In Fig. 6, it is evident that the CMSAF product tends to overestimate the SDU for all analyzed months under all-sky conditions. This is particularly clear from the scatterplots of the difference when compared to observations, as the majority of counts tend to fall above the 0.0 line. Kothe et al. (2017), when evaluating the CMSAF product, found a similar behavior on the Canary Islands (northwestern Africa), in the daily evaluation (MBE values close to 2 h), and on the west coast of Africa, in the monthly sums analysis (bias values of up to 50 h were found). The authors attributed those uncertainties to two causes, namely the frequent low-cloud fields; predominant cloud types in these regions that cause a systematic underestimation of the effective cloud albedo by the Heliosat algorithm because of the self-calibrating method (Hannak et al., 2017), thus leading to an overestimation of SDU; and to the constants used during the SDU estimates, which were derived empirically using data from Germany to take into account the contribution of different sky conditions to the SDU. Consequently, the presence of low warm clouds that are most frequent over the ocean and subtropical subsidence regions (Huang et al., 2015) may not be well represented by these parameters. This might be the case for northeastern Brazil, since low clouds with relatively warm tops are the prevailing cloud type due to subsidence in the area associated with the Walker cell (Machado et al., 2014).

In the DISSM scatterplot results, the aforementioned underestimation tendency is clearly seen, mostly under clear-sky conditions (SDU >8 h) and is less pronounced in July. In this month, it is noticeable from Fig. 7g that the counts tend to group along the zero line for low and intermediary values of SDU (SDU <8 h). For clear-sky conditions, although it still presents a tendency to underestimate the observations, the differences tend to be smaller when compared to similar values in the other months. The higher frequency of points is bounded close to −2.5 h, while in other months there is a great number of counts for differences between −2.5 and −5 h.

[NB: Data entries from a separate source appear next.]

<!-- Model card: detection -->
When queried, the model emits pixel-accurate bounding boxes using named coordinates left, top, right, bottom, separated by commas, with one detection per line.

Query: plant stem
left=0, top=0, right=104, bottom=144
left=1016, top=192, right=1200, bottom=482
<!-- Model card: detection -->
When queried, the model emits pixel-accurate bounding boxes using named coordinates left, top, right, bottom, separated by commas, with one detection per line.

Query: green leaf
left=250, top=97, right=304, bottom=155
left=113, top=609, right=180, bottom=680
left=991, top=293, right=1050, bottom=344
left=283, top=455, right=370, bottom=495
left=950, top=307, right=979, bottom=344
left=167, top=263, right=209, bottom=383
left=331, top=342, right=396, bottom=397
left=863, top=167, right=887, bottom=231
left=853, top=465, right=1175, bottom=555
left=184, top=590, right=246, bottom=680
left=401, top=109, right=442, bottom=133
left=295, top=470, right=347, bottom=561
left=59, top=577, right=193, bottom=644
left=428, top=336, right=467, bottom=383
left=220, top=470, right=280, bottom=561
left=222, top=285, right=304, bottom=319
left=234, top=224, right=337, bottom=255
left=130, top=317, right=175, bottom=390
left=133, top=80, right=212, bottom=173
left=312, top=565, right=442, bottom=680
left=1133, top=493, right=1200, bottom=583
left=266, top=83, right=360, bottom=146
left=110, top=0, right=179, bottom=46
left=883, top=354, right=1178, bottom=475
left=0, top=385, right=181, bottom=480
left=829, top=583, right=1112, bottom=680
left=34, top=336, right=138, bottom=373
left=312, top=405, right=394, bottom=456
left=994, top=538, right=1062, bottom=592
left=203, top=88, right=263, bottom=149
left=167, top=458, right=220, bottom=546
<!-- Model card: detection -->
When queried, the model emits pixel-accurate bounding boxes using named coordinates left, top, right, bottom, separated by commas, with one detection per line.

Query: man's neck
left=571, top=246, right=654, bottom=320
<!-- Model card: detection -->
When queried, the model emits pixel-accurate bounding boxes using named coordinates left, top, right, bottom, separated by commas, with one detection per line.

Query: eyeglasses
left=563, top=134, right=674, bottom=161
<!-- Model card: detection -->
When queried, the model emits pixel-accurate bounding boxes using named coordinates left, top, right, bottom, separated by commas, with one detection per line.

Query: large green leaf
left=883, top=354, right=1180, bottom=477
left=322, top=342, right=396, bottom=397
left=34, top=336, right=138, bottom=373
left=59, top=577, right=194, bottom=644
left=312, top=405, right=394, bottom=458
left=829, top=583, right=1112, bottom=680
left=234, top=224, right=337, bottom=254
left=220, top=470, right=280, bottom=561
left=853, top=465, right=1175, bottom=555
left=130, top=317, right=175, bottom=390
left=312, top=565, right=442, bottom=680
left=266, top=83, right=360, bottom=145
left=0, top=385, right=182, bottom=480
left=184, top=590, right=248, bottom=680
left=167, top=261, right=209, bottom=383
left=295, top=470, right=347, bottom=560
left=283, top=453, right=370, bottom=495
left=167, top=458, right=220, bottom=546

The better agreement between the DISSM estimates and the observations under a partly covered sky and the higher errors in clear-sky cases suggest that this might be caused by a misrepresentation of the clear-sky reflectance used in the algorithm. This characteristic was pointed out by Porfirio et al. (2020), when evaluating the global solar irradiance (a variable highly correlated to SDU; Stanhill, 2003) estimated from the GL1.2 model, and the authors also found an east–west gradient in the MBE values. They highlighted the importance of a proper assessment of the clear-sky reflectance to the estimation of the cloud cover, which is estimated in the GL1.2 in the same fashion as the SDU product.

Figure 8 presents the mean R_min fields for the central months of each season for the period from October 2013 to October 2017. This figure was constructed to help explore the R_min influence on DISSM SDU product. The fields were generated by taking the minimum (not null) reflectance values for each pixel, considering the available images in the interval between 14:00 and 16:00 UTC, within the target month. Thereafter, they were smoothed by performing 3×3 pixel means and then monthly averaged.

Figure 8 Average R_min obtained for each analyzed month in the period from October 2013 to October 2017. Darker (lighter) colors correspond to low (high) reflectance values.

It is noticeable that there is great variability within the country. Over Brazil, higher reflectance values are observed in northeastern Brazil and lower values in the Amazon region for all seasons, and most of the regions display seasonal variations in the clear-sky reflectance.

Evaluating the MBE results and Fig. 8, it can be seen that the R_min has a remarkable influence on the performance of the product, particularly in the northern and northeastern regions. The overestimation (underestimation) tendency found in the EQ (TNO) region seems to be related to clear-sky reflectance values being systematically lower (higher) than the R_min used in the model (0.09). This leads to an underestimation (overestimation) of cloudiness and consequently an overestimation (underestimation) of SDU. Those results suggest that the use of fields of R_min with spatiotemporal variations may improve the DISSM product results.

5 Conclusions

The agreement between two satellite-derived SDU products and in situ measurements was assessed. There are some challenges when comparing satellite-based products and station data. Satellite-derived observations are area measurements, and station records are point data; therefore, some representativeness errors are expected due to the inherently different spatial scale (Huang et al., 2016). Nevertheless, monthly bias discloses a fine agreement between SDU retrieved and observed values. Both products present low bias to most of the country (between −1 and 1 h).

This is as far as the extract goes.